David Brooks faces the truth of US history — and runs away

by MIKE LOFGREN

New York Times columnist David Brooks, seen in Washington, D.C., in 2011. IMAGE/Chip Somodevilla/Getty Images

NY Times’ pet conservative offers a lengthy apologia for America — and gets pretty much everything wrong

America’s so-called sane conservatives have had a lot of explaining to do since 2016, and even more since January of this year. How do they dissociate themselves from Donald Trump and still justify their own continuing belief in a conservative ideological project that is supposed to be good for America, but in practice has brought chaos, misery and poisonous social strife?

It would be more straightforward and honest of these anti-Trump conservatives to admit that postwar conservatism in America was all a lie, that they were dupes and that they finally saw the light. Or they could claim they were seduced by its darker, authoritarian strains, its temptation to worship power, and now they have finally saved their souls by renouncing this ideological devil. That is the well-worn path of sinners come to confession, or, in secular terms, Whittaker Chambers renouncing his allegiance to Stalin.

Instead, they typically reposition themselves as the immovable axis of correct values, and denounce their former ideological fellow travelers as heretics who profaned true conservatism. As they so often claim, I didn’t leave the party, the party left me.

This form of rationalization and denial is embarrassingly evident in a recent apologia by David Brooks, the New York Times’ notion of an ideal conservative. Writing in The Atlantic, Brooks says that the conservatism he enthusiastically discovered in the early 1980s was a movement bursting with ideas. There was a minority within the movement, he admits, who were not real conservatives, but reactionaries. At the beginning, they were barely worthy of notice.
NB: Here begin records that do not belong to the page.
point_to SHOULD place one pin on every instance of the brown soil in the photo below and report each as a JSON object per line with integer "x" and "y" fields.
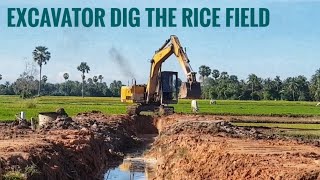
{"x": 203, "y": 147}
{"x": 82, "y": 153}
{"x": 188, "y": 147}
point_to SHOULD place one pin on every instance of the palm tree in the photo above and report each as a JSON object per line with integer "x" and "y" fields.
{"x": 83, "y": 68}
{"x": 293, "y": 87}
{"x": 100, "y": 78}
{"x": 215, "y": 73}
{"x": 44, "y": 79}
{"x": 253, "y": 80}
{"x": 41, "y": 55}
{"x": 315, "y": 85}
{"x": 204, "y": 71}
{"x": 66, "y": 77}
{"x": 95, "y": 79}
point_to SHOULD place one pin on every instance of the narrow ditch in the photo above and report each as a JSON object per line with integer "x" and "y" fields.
{"x": 134, "y": 165}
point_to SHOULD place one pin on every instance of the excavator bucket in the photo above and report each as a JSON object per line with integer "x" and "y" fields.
{"x": 190, "y": 91}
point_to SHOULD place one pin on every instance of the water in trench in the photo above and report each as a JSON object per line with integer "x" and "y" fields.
{"x": 135, "y": 166}
{"x": 132, "y": 169}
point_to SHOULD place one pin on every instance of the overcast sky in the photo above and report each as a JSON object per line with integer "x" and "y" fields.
{"x": 288, "y": 47}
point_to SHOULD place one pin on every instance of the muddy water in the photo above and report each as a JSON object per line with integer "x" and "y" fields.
{"x": 134, "y": 166}
{"x": 132, "y": 169}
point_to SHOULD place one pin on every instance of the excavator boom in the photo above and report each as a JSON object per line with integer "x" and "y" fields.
{"x": 188, "y": 90}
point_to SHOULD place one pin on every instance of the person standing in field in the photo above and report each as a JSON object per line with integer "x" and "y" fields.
{"x": 194, "y": 106}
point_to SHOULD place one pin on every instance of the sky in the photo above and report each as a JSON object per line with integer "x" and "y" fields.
{"x": 289, "y": 46}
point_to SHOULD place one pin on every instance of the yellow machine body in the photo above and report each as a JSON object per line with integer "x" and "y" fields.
{"x": 133, "y": 94}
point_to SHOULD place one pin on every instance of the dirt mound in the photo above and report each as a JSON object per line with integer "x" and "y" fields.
{"x": 78, "y": 148}
{"x": 213, "y": 128}
{"x": 204, "y": 149}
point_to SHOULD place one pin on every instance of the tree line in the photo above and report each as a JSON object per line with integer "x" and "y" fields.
{"x": 27, "y": 86}
{"x": 221, "y": 85}
{"x": 215, "y": 84}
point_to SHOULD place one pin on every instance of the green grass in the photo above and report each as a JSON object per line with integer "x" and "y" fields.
{"x": 268, "y": 108}
{"x": 11, "y": 105}
{"x": 281, "y": 125}
{"x": 309, "y": 131}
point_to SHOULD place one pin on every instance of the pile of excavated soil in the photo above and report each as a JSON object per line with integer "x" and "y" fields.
{"x": 198, "y": 148}
{"x": 79, "y": 148}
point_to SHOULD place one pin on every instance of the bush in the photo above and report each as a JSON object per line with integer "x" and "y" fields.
{"x": 14, "y": 175}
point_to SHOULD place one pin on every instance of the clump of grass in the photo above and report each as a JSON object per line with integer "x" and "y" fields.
{"x": 31, "y": 170}
{"x": 31, "y": 104}
{"x": 14, "y": 175}
{"x": 182, "y": 152}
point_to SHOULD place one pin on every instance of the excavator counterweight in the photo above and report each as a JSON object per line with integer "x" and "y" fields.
{"x": 190, "y": 90}
{"x": 162, "y": 87}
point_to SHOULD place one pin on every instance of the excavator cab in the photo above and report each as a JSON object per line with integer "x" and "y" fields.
{"x": 169, "y": 87}
{"x": 190, "y": 90}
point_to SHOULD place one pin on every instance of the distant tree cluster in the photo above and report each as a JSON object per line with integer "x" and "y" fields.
{"x": 221, "y": 85}
{"x": 27, "y": 86}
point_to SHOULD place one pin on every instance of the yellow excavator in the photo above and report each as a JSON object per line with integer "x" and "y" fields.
{"x": 162, "y": 87}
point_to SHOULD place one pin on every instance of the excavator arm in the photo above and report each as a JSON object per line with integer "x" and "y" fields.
{"x": 189, "y": 89}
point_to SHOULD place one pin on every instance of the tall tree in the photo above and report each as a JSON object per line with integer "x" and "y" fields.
{"x": 100, "y": 78}
{"x": 41, "y": 56}
{"x": 254, "y": 82}
{"x": 95, "y": 79}
{"x": 215, "y": 74}
{"x": 204, "y": 71}
{"x": 66, "y": 77}
{"x": 44, "y": 78}
{"x": 315, "y": 85}
{"x": 83, "y": 68}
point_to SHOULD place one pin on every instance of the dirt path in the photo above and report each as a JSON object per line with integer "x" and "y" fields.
{"x": 188, "y": 147}
{"x": 198, "y": 148}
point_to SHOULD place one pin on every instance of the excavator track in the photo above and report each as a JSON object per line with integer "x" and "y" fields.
{"x": 160, "y": 110}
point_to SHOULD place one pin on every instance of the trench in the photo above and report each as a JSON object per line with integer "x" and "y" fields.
{"x": 135, "y": 166}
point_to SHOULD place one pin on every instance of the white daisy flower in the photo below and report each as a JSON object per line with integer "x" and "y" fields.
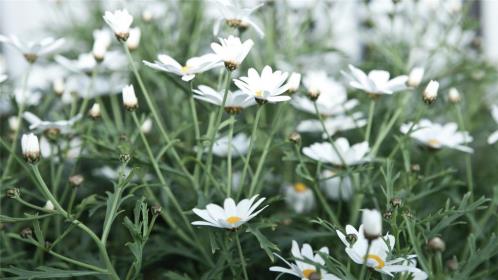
{"x": 494, "y": 136}
{"x": 377, "y": 257}
{"x": 231, "y": 216}
{"x": 240, "y": 145}
{"x": 267, "y": 87}
{"x": 299, "y": 197}
{"x": 437, "y": 136}
{"x": 302, "y": 268}
{"x": 120, "y": 22}
{"x": 33, "y": 50}
{"x": 232, "y": 51}
{"x": 235, "y": 102}
{"x": 351, "y": 155}
{"x": 376, "y": 82}
{"x": 193, "y": 66}
{"x": 237, "y": 17}
{"x": 336, "y": 187}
I won’t bore the reader by recapitulating the process of his shocked realization, 40 years too late, that the reactionary “fringe,” as Brooks calls it, was the true core of the party, the seed of a poisonous fruit that required decades to reach its putrid bloom. It’s said that every confession is a species of boasting, and Brooks’s mea culpa, that he “should have seen this coming,” is in that vein: He was just too good-hearted to think his fellow travelers in the conservative movement capable of such iniquity.
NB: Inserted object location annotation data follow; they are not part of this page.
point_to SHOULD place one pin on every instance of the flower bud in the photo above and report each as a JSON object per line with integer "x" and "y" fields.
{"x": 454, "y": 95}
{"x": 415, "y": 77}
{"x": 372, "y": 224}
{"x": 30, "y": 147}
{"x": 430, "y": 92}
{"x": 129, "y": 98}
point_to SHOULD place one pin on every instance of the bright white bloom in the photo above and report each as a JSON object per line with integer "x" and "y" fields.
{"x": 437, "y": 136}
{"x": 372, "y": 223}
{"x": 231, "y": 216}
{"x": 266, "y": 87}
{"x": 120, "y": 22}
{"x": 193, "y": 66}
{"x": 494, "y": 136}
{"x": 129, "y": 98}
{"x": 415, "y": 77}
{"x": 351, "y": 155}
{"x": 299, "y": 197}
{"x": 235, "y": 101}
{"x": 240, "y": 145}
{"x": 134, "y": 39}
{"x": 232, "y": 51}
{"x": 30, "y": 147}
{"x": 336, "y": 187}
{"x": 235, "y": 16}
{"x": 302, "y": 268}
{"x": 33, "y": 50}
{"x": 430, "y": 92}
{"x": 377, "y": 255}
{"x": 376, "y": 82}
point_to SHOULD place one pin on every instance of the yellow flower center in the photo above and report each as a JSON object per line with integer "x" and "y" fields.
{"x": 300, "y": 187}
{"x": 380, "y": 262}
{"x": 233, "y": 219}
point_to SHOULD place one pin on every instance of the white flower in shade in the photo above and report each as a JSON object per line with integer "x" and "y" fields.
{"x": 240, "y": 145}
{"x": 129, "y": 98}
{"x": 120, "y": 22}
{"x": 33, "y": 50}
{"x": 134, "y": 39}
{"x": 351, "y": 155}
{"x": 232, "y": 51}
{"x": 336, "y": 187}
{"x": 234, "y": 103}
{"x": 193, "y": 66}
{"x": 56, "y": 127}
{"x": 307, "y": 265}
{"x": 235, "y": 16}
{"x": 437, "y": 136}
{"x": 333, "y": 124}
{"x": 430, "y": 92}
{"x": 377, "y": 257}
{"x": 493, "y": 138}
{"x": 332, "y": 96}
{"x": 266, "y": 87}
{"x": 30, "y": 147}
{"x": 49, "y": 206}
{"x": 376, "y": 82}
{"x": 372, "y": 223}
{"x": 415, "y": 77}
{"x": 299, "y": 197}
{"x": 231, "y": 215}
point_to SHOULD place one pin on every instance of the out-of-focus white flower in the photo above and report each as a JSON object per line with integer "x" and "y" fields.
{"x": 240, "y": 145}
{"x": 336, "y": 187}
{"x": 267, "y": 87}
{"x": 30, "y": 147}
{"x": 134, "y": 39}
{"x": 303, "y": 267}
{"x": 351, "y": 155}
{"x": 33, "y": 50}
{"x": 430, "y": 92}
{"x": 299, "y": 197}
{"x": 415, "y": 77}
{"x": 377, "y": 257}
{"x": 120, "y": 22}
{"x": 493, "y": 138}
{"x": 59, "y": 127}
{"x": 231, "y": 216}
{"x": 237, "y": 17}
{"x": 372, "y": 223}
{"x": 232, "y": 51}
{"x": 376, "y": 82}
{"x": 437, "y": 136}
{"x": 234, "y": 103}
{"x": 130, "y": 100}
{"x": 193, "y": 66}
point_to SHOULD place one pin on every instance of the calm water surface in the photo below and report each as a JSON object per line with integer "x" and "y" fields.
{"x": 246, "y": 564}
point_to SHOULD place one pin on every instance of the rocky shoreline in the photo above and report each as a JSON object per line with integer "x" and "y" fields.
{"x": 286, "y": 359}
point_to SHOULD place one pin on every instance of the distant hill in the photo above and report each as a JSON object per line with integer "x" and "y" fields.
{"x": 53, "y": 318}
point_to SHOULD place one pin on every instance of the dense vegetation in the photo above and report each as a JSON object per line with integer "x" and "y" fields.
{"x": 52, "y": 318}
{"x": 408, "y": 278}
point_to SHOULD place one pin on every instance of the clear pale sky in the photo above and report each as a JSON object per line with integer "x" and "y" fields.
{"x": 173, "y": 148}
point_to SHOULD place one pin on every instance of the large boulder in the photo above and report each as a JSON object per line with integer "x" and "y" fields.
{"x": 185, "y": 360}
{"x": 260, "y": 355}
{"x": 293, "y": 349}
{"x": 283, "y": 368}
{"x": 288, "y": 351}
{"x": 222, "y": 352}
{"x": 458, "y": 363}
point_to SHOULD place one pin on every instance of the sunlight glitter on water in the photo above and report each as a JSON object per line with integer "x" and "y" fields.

Of course, maintaining one’s innocence requires rearranging history. It was mainstream conservatives, not some fringe, who perpetrated the Iran-Contra affair, invaded Iraq under false pretenses, enthusiastically tortured prisoners in the quixotic war on terrorism, and recklessly cut taxes and deregulated markets to pave the way for the biggest global financial crash since the Great Depression. It was mainstream conservatives who voted unanimously against Barack Obama’s rather tepid Affordable Care Act, itself a rehash of a Heritage Foundation proposal from the 1990s.

It was mainstream conservatives, not some fringe, who perpetrated the Iran-Contra affair, invaded Iraq under false pretenses, tortured prisoners in the quixotic war on terrorism, and paved the way for the biggest global financial crash since the Great Depression.

Brooks’ labored apologia is a history — his history — of recent American conservatism, a Manichaean fable of civilized, conscientious conservatives full of marvelous ideas and déclassé, knuckle-dragging right-wingers. But beyond its heroes-and-villains simplicity, the piece reminds us of a characteristic habit of conservatives.